Crosstalk between periodontitis and cardiovascular risk

Abstract

Recent demographic developments resulted in an aged society with a rising disease burden of systemic and non-communicable diseases (NCDs). In cardiovascular disease (CVD), a NCD with high morbidity and mortality, recent preventive strategies include the investigation of comorbidities to reduce its significant economic burden. Periodontal disease, an oral bacterial-induced inflammatory disease of tooth-supporting tissue, is regulated in its prevalence and severity by the individual host response to a dysbiotic oral microbiota. Clinically, both NCDs are highly associated; however, shared risk factors such as smoking, obesity, type II diabetes mellitus and chronic stress represent only an insufficient explanation for the multifaceted interactions of both disease entities. Specifically, the crosstalk between both diseases is not yet fully understood. This review summarizes current knowledge on the clinical association of periodontitis and CVD, and elaborates on how periodontitis-induced pathophysiological mechanisms in patients may contribute to increased cardiovascular risk with focus on atherosclerosis. Clinical implications as well as current and future therapy considerations are discussed. Overall, this review supports novel scientific endeavors aiming at improving the quality of life with a comprehensive and integrated approach to improve well-being of the aging populations worldwide.

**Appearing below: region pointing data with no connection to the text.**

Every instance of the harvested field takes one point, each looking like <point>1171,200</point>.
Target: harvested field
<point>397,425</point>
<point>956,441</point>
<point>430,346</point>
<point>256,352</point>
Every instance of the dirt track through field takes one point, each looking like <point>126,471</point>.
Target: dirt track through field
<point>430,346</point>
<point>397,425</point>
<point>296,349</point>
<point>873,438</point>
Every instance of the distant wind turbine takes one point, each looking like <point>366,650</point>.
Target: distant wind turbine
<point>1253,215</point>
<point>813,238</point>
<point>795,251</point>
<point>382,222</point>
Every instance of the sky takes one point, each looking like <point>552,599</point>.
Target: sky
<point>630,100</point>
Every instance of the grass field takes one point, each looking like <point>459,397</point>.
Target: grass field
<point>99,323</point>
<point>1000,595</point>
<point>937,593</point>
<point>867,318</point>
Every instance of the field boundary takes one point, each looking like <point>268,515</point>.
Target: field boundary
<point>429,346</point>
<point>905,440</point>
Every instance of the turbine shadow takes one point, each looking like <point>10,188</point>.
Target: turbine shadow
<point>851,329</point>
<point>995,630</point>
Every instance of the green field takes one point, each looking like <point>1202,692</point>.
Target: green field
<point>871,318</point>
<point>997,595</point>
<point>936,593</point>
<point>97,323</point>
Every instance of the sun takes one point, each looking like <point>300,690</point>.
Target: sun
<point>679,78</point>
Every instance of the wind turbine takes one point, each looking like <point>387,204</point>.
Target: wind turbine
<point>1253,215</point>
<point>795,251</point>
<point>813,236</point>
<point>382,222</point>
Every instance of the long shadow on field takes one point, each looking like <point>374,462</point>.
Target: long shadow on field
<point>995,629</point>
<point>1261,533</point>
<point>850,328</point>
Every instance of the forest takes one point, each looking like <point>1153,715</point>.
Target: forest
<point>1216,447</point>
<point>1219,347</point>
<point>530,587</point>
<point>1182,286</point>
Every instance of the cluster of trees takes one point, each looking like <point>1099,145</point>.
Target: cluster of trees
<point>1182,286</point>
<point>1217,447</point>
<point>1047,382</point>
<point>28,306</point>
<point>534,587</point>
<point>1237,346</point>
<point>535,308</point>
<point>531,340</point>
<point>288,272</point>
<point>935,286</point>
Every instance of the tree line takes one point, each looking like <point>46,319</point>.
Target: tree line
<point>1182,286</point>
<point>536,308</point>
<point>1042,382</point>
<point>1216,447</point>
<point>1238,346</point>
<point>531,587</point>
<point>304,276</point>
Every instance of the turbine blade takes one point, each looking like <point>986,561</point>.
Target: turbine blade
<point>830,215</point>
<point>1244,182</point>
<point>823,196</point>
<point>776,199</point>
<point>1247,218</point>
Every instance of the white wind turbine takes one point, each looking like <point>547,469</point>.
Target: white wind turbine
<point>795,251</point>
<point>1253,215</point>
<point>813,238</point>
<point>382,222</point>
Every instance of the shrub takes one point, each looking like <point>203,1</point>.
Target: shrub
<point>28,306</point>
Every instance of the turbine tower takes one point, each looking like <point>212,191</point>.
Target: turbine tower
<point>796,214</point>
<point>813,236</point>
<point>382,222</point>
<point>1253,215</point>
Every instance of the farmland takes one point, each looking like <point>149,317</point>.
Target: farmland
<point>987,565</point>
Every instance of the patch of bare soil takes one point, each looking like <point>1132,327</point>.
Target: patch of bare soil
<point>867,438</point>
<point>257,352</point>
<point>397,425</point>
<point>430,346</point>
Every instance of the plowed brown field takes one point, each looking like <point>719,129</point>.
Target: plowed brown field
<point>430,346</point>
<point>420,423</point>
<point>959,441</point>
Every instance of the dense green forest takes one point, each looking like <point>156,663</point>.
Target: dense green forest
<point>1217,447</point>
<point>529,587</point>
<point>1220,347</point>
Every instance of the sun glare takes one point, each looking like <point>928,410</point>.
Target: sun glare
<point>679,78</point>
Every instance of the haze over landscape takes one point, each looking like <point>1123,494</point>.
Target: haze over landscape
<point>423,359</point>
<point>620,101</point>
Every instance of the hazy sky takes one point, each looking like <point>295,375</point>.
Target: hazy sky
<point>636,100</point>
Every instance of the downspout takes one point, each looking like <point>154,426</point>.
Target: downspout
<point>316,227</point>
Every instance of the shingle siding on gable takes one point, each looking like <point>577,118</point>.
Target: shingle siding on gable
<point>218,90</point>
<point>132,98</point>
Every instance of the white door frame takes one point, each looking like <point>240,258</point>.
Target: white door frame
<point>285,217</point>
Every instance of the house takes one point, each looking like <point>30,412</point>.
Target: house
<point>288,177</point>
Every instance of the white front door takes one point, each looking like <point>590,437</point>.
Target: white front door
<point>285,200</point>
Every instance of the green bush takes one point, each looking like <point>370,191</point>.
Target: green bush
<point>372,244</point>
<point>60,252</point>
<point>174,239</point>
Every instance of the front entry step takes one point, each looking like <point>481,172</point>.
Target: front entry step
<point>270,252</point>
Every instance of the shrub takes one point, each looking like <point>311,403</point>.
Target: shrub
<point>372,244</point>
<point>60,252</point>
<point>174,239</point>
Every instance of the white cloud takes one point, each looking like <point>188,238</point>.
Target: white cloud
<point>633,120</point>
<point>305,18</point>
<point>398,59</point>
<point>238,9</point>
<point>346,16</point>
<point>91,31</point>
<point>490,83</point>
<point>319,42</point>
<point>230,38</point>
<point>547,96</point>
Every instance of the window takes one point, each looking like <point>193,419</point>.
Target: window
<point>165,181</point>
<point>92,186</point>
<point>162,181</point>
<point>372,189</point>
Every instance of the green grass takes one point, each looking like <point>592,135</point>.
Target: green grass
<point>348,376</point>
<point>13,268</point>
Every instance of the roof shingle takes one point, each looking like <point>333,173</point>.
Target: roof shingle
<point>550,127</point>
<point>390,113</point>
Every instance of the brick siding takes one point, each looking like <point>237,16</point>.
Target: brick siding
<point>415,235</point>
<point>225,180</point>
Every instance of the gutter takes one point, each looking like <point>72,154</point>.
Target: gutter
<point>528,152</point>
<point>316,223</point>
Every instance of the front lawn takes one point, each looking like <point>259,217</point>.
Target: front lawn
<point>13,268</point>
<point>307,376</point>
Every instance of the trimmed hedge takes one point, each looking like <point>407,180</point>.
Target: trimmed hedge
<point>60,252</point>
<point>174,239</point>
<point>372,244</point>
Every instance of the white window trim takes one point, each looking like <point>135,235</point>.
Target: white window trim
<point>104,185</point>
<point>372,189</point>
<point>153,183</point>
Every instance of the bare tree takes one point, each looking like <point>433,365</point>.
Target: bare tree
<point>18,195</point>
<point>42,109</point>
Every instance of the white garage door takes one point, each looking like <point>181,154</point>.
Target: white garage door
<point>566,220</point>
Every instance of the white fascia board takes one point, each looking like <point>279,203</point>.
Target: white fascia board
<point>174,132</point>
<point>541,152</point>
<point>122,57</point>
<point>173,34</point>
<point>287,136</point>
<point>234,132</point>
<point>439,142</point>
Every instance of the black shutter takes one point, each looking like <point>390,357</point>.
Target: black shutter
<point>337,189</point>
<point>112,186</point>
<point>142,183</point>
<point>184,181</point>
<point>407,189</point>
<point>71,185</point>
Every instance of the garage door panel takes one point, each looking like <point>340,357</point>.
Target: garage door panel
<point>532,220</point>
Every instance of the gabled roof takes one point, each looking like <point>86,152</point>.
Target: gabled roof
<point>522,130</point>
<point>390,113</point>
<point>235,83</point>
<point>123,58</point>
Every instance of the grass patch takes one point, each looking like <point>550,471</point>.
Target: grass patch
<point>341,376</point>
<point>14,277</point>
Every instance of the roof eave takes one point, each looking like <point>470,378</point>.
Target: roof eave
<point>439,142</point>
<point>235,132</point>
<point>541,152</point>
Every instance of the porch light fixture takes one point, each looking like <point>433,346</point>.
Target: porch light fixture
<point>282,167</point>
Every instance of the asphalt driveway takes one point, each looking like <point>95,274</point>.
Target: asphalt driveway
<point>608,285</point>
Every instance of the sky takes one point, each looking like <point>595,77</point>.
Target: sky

Keywords: cardiovascular disease; dysbiosis; inflammation; innate immunity; periodontitis.

Figure 1

Development and pathophysiology of periodontitis. Plaque deposited on our teeth provides a substrate for a variety of bacterial species. A lack in oral hygiene and insufficient plaque removal from the tooth surfaces and their surrounding junctional gingival tissue can trigger the development of gingivitis. Inflammation can then further progress towards the development of mild to severe periodontitis paralleled by establishment of a dysbiotic biofilm of inflammophilic bacteria. Initially, the periodontal tissue is infiltrated by neutrophils, T-lymphocytes and mononuclear cells such as macrophages, followed by mainly plasma cells in a later stage. These plaques can potentially expand into a destructive advanced lesion inducing loss of periodontal ligament and alveolar bone and thus causing the characteristic clinical symptoms of periodontitis.

Figure 2

Development and pathophysiology of atherosclerosis. Atherosclerosis is a progressive disease driven by lipid deposition and inflammation into the arterial wall. Initial endothelial dysfunction triggers LDL leakage in the vessel, where it is oxidized to oxLDL. Also, it induces the recruitment and adhesion of leukocytes (neutrophils, monocytes, T-lymphocytes) and their migration into the vascular intima. Here, oxLDL drives monocyte-derived macrophages to lipid uptake and foam cell formation, triggering a pro-inflammatory profile and ultimately, lipid overload and cell death. Neutrophils elucidate inflammatory responses by secreting pro-inflammatory mediators as MPO, produce ROS and contribute to the recruitment and activation of monocytes/macrophages by secreting chemotactic granule proteins as well as the production of NETs. Vascular SMCs migrate from the vessel wall into the developing atherosclerotic lesion, where they form a protective fibrous cap. Upon plaque progression and increasing inflammation, the fibrous cap thins, which makes the atherosclerotic plaque prone to rupture and trigger thrombus formation. LDL, low-density lipoprotein; MPO, myeloperoxidase; NETs, neutrophil extracellular traps; oxLDL, oxidized LDL; ROS, reactive oxygen species; SMCs, smooth muscle cells.

Figure 3

From shared risk factors to periodontitis-induced pathophysiological effects contributing to atherosclerotic risk. The co-existence of periodontitis and atherosclerosis may be triggered by shared risk factors such as smoking, obesity, T2DM and chronic stress. However, the pathogenesis of periodontitis could also by itself be responsible for the detected associations since the oral dysbiosis could influence cardiovascular health and existing atherosclerotic lesions directly and indirectly. Involved mechanisms include bacteraemia, systemic inflammation and leukocytosis, innate immune cell activation, hyperlipidemia, endothelial dysfunction and reduced vascular elasticity, thrombocyte activation as well as the formation of neutrophil extracellular traps (NETs). For more details, see text.